Why I am Writing

???????????????????????????????God calls us, Frederick Buechner has observed, to a life of service at the intersection of our heart’s passion and society’s need.  “The place God calls you to,” as he put it so eloquently, “is the place where your deep gladness and the world’s hunger meet.”  If Buechner’s definition is correct, then it would be accurate to say that I write out of a sense of God’s calling.  I am a Christian by faith and an academic historian by vocation, and my heart’s desire is to be in conversation with other Christians about the interrelationship between the love of God, the life of the mind, and the study of the past.

This has not always been the case.  When I began graduate study at Vanderbilt University some thirty-two years ago, I genuinely felt “called” to be a Christian historian, but my vision of what that might look like was limited and self-serving.  I intended to teach a college Sunday School class, be open about my faith, and even witness to unbelieving students occasionally.  Beyond that, I would simply strive to be the most successful historian that I could be—as the secular Academy defined success.  This meant letting the Academy define the questions that would be important to me and dictate the audience that would matter.

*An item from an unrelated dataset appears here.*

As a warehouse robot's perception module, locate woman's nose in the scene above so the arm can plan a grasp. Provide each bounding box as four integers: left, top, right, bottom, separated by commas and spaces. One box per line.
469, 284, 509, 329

I’m sad to say that I accepted this direction uncritically, almost unconsciously, for I loved what I was doing and I initially reaped great satisfaction and fulfillment from it.  It might have been different had the path not been so easy, but God blessed me with a wonderful job at an outstanding university in a beautiful city.  In addition to the privilege of working with great colleagues and able students at the University of Washington, during my time there I reaped most of the tangible rewards that the secular Academy can offer: tenure, promotion, awards for teaching and scholarship, even an endowed chair.  But at the same time, God was gradually reorienting my thinking.  Over time I arrived at the conclusion that part of the calling of the Christian historian was to be a historian for other Christians, not just for the Academy.

It was because of this evolving sense of calling that I left the University of Washington after twenty-two years in order to join the faculty at Wheaton College, a Christian liberal arts institution just west of Chicago.  It’s entirely possible to be a faithful Christian scholar at a secular university, but I was convinced that a school like Wheaton would open more doors for conversation with Christians outside the Academy than my current post.  The same burden and vision also redirected my scholarship and led me to try to write for the first time for a broader audience.  In 2013 I published a book aimed at non-academic readers: The First Thanksgiving: What the Real Story Tells Us about Loving God and Learning from History.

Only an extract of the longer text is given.